Output port queuing is illustrated in Figure 4.38. At time t, a packet has arrived at each of the incoming input ports, each destined for the uppermost outgoing port. Assuming identical line speeds and a switch operating at three times the line speed, one time unit later (that is, in the time needed to receive or send a packet), all three original packets have been transferred to the outgoing port and are queued awaiting transmission. In the next time unit, one of these three packets will have been transmitted over the outgoing link. In our example, two new packets have arrived at the incoming side of the switch; one of these packets is destined for this uppermost output port. 

Figure 4.38
Figure 4.38: Ourput port queuing

A consequence of output port queuing is that a packet scheduler at the output port must choose one packet among those queued for transmission. This selection might be done on a simple basis such as first-come-first-served (FCFS) scheduling, or a more sophisticated scheduling discipline such as weighted fair queuing (WFQ), which shares the outgoing link "fairly" among the different end-to-end connections that have packets queued for transmission. Packet scheduling plays a crucial role in providing quality-of-service guarantees. We will cover this topic extensively in Section 6.6. A discussion of output port packet scheduling disciplines used in today's routers is [Cisco Queue 1995]. 

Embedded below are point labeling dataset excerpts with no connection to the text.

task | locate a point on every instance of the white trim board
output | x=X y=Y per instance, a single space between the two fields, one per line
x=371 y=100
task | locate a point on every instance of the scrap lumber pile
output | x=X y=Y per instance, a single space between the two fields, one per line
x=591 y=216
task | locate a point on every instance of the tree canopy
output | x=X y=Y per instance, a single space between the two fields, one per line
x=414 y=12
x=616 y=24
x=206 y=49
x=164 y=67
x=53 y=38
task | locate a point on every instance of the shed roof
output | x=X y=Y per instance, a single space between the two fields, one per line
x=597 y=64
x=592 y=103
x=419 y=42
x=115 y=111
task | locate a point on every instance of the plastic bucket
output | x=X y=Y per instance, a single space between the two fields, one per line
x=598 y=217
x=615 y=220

If the switch fabric is not fast enough (relative to the input line speeds) to transfer all arriving packets through the fabric without delay, then packet queuing will also occur at the input ports, as packets must join input port queues to wait their turn to be transferred through the switching fabric to the output port. To illustrate an important consequence of this queuing, consider a crossbar switching fabric and suppose that (1) all link speeds are identical, (2) that one packet can be transferred from any one input port to a given output port in the same amount of time it takes for a packet to be received on an input link, and (3) packets are moved from a given input queue to their desired output queue in a FCFS manner. Multiple packets can be transferred in parallel, as long as their output ports are different. However, if two packets at the front of two input queues are destined to the same output queue, then one of the packets will be blocked and must wait at the input queue--the switching fabric can only transfer one packet to a given output port at a time. 

Figure 4.39 shows an example where two packets (shaded black) at the front of their input queues are destined for the same upper-right output port. Suppose that the switch fabric chooses to transfer the packet from the front of the upper-left queue. In this case, the black packet in the lower-left queue must wait. But not only must this black packet wait, but so too must the white packet that is queued behind that packet in the lower-left queue, even though there is no contention for the middle-right output port (the destination for the white packet). This phenomenon is known as head-of-the-line (HOL) blocking in an input-queued switch--a queued packet in an input queue must wait for transfer through the fabric (even though its output port is free) because it is blocked by another packet at the head of the line. [Karol 1987] shows that due to HOL blocking, the input queue will grow to unbounded length (informally, this is equivalent to saying that significant packet loss will occur) under certain assumptions as soon as the packet arrival rate on the input links reaches only 58 percent of their capacity. A number of solutions to HOL blocking are discussed in [McKeown 1997b].